As a linguist, and a lesbian, the whole argument reminded me of a piece of academic research done in 1999 by Stephanie Sanders and June Reinisch on how differently men and women define ‘having sex.’ Their work was inspired by the public debate inaugurated by former US president Bill Clinton’s 1998 declaration that “I did not have sexual relations with that woman, Miss Lewinsky.” Indeed, it turns out that Mr Clinton is not alone in his rather circumscribed definition of having sex, with 56% of men and 62% of women agreeing with him that oral-genital contact does not count. For most heterosexuals, ‘having sex’ would be about penetrative intercourse; however, gay men would almost certainly require a wider portfolio of sexual acts to delineate their notion of ‘having sex.’ I was once present at a workshop on sexual health where the introductory ice-breaker required each participant to recount in turn, “the last time I had sex, I…” The rule of the game, was, no repetition, and there was none.

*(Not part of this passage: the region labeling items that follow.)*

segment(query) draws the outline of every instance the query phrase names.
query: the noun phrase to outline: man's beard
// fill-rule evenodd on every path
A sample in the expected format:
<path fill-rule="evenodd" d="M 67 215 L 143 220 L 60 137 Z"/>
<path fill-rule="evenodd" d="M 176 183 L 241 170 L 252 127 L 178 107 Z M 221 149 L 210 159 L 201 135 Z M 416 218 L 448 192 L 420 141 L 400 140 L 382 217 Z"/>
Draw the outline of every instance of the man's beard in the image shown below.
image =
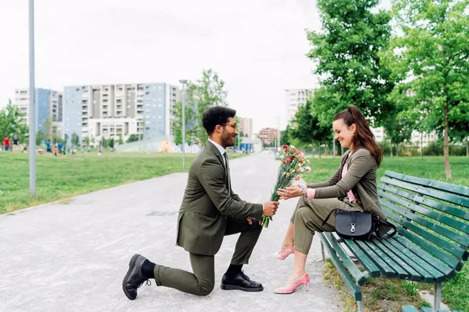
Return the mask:
<path fill-rule="evenodd" d="M 232 142 L 231 135 L 230 135 L 230 133 L 223 130 L 221 136 L 221 142 L 223 142 L 224 147 L 226 148 L 230 147 L 234 145 L 234 144 Z"/>

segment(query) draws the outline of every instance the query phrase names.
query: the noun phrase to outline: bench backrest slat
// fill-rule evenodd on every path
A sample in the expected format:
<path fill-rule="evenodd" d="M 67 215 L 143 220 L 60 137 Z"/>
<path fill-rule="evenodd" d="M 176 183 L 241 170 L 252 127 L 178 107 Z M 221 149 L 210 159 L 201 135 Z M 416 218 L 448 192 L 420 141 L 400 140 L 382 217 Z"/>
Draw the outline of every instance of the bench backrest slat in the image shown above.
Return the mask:
<path fill-rule="evenodd" d="M 469 257 L 469 188 L 386 171 L 377 191 L 401 235 L 448 266 L 461 267 Z"/>
<path fill-rule="evenodd" d="M 453 194 L 448 194 L 440 191 L 435 191 L 431 188 L 426 188 L 423 186 L 412 185 L 402 181 L 392 179 L 388 177 L 383 177 L 381 182 L 388 183 L 395 186 L 412 191 L 421 195 L 427 195 L 438 199 L 444 200 L 452 204 L 456 204 L 463 207 L 469 207 L 469 198 Z"/>
<path fill-rule="evenodd" d="M 459 258 L 461 258 L 463 257 L 463 255 L 464 255 L 464 253 L 466 253 L 466 248 L 461 248 L 455 245 L 455 244 L 451 243 L 450 242 L 440 238 L 438 236 L 426 231 L 425 228 L 422 228 L 420 226 L 418 226 L 417 225 L 415 224 L 415 223 L 426 226 L 428 228 L 431 227 L 431 224 L 432 224 L 435 226 L 435 227 L 432 228 L 433 231 L 446 237 L 448 237 L 447 235 L 446 235 L 448 233 L 448 232 L 450 233 L 450 235 L 451 236 L 457 235 L 457 234 L 455 233 L 455 232 L 452 232 L 448 228 L 445 228 L 441 226 L 439 226 L 438 224 L 426 220 L 425 219 L 423 219 L 410 211 L 406 211 L 395 205 L 394 204 L 391 203 L 390 202 L 388 202 L 388 200 L 386 199 L 381 200 L 381 206 L 384 206 L 385 207 L 389 208 L 392 212 L 397 213 L 397 214 L 399 213 L 401 215 L 408 217 L 411 220 L 415 221 L 415 222 L 410 222 L 409 221 L 404 220 L 403 218 L 399 218 L 400 219 L 399 220 L 399 223 L 403 226 L 406 226 L 407 228 L 410 229 L 415 233 L 419 234 L 420 236 L 425 237 L 430 241 L 433 242 L 437 245 L 449 251 L 450 253 L 452 253 L 454 255 Z"/>
<path fill-rule="evenodd" d="M 452 226 L 459 231 L 463 231 L 467 234 L 469 234 L 469 212 L 466 212 L 462 209 L 459 208 L 452 207 L 451 206 L 442 204 L 441 202 L 435 202 L 432 199 L 428 199 L 420 195 L 416 194 L 412 194 L 410 193 L 406 192 L 405 191 L 401 190 L 399 188 L 390 186 L 389 185 L 384 185 L 383 184 L 379 184 L 378 185 L 379 190 L 378 193 L 384 193 L 381 190 L 387 191 L 386 194 L 392 193 L 398 195 L 405 199 L 409 199 L 412 202 L 407 202 L 410 206 L 408 208 L 412 209 L 417 212 L 422 213 L 427 215 L 429 217 L 435 219 L 435 220 L 439 221 L 441 223 L 444 223 L 446 225 Z M 403 200 L 404 201 L 404 200 Z M 447 217 L 441 213 L 438 213 L 433 211 L 430 211 L 423 208 L 422 206 L 417 206 L 416 204 L 411 204 L 411 202 L 416 202 L 417 204 L 421 204 L 425 205 L 428 208 L 432 208 L 434 209 L 438 210 L 443 213 L 448 213 L 454 215 L 455 217 L 458 217 L 461 219 L 466 219 L 467 217 L 468 222 L 459 221 L 457 219 L 452 218 L 450 217 Z"/>
<path fill-rule="evenodd" d="M 408 204 L 406 201 L 403 201 L 401 199 L 399 199 L 395 196 L 393 196 L 392 195 L 390 195 L 390 193 L 382 193 L 381 191 L 378 192 L 381 196 L 382 196 L 383 199 L 388 199 L 391 203 L 392 202 L 395 202 L 399 204 L 401 204 L 404 207 L 407 206 L 407 204 Z M 403 202 L 403 203 L 402 203 Z M 417 211 L 420 213 L 421 213 L 423 215 L 428 216 L 428 215 L 432 215 L 430 213 L 427 213 L 425 208 L 421 208 L 421 207 L 416 206 L 412 206 L 412 204 L 408 204 L 408 206 L 410 208 L 414 211 Z M 437 232 L 439 234 L 441 234 L 450 240 L 452 240 L 455 242 L 457 242 L 458 244 L 460 244 L 463 246 L 468 246 L 469 245 L 469 235 L 463 235 L 459 234 L 454 231 L 451 231 L 451 229 L 441 226 L 441 225 L 439 225 L 438 224 L 430 221 L 428 219 L 424 219 L 421 217 L 419 217 L 418 215 L 415 214 L 413 213 L 413 211 L 406 211 L 403 208 L 401 208 L 400 207 L 393 205 L 391 208 L 392 210 L 395 211 L 400 213 L 402 215 L 406 216 L 408 219 L 416 222 L 420 225 L 422 225 L 423 226 L 426 226 L 428 228 L 430 228 L 432 231 L 434 231 Z M 423 212 L 422 212 L 423 211 Z M 442 222 L 443 223 L 443 222 Z"/>
<path fill-rule="evenodd" d="M 413 184 L 421 185 L 423 186 L 428 186 L 437 190 L 443 191 L 446 193 L 452 193 L 456 195 L 469 197 L 469 187 L 440 182 L 439 181 L 430 180 L 423 177 L 412 177 L 410 175 L 406 175 L 402 173 L 397 173 L 392 171 L 387 171 L 386 175 L 401 181 L 406 181 Z"/>

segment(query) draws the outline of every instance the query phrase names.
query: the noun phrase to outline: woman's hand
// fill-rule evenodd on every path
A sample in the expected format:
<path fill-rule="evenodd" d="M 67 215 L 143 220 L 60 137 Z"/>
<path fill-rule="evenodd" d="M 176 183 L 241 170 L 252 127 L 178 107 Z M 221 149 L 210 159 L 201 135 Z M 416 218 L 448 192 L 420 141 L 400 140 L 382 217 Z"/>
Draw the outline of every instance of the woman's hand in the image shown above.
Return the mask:
<path fill-rule="evenodd" d="M 288 186 L 286 188 L 279 188 L 277 194 L 280 196 L 281 199 L 289 199 L 301 196 L 302 191 L 300 186 L 295 185 L 294 186 Z"/>

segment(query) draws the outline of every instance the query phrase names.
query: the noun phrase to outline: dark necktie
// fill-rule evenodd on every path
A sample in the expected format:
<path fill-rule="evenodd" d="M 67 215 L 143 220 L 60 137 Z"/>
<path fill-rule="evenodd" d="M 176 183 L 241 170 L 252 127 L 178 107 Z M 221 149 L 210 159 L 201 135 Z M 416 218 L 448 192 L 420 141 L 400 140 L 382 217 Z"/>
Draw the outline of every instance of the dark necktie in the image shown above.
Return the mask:
<path fill-rule="evenodd" d="M 230 178 L 230 165 L 228 164 L 228 153 L 225 152 L 223 155 L 225 157 L 226 162 L 226 173 L 228 175 L 228 192 L 231 194 L 231 179 Z"/>

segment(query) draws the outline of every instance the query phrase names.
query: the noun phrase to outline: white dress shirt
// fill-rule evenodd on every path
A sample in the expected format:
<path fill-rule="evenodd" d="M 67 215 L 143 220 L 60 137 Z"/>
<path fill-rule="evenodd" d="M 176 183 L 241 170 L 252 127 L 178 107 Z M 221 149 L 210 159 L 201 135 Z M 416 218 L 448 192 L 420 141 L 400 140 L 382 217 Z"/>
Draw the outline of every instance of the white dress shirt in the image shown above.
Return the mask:
<path fill-rule="evenodd" d="M 210 142 L 212 142 L 212 144 L 213 145 L 214 145 L 214 146 L 217 147 L 217 148 L 218 148 L 218 150 L 220 151 L 220 154 L 221 154 L 221 156 L 222 156 L 222 157 L 223 157 L 223 164 L 225 164 L 225 167 L 226 167 L 226 159 L 225 159 L 225 155 L 224 155 L 224 154 L 225 154 L 225 152 L 226 152 L 226 150 L 225 150 L 225 148 L 224 148 L 222 146 L 221 146 L 220 144 L 219 144 L 218 143 L 215 142 L 214 141 L 212 141 L 212 140 L 210 139 L 208 139 L 208 141 L 210 141 Z"/>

The task went round the group of fifteen gay men three times before they ran out of ideas. This just illustrates that this group’s perception of ‘having sex’ might not tally with the House of Bishops’ notion. Moreover, how ludicrous it would be if each gay bishop was required to seek a ruling on whether last night’s congress had constituted ’having sex.’ Would deep kissing offend? Or watching a porn movie? Or any of the other myriad and creative ways human beings can pleasure each other? It would certainly force clarity of thinking onto a group of theologians who seem to have overlooked some rather basic research into human sexuality. 

Looking forward to Lesbian, Gay and Bisexual History Month, this linguist offers that radical solution to Dr Fraser, and to the Church of England, and it would guarantee that Church business would be stymied, until its hierarchy finally did stop being so unnaturally obsessed with a gay man’s sex life. 

Liz Morrish is Principal Lecturer in Linguistics in the Centre.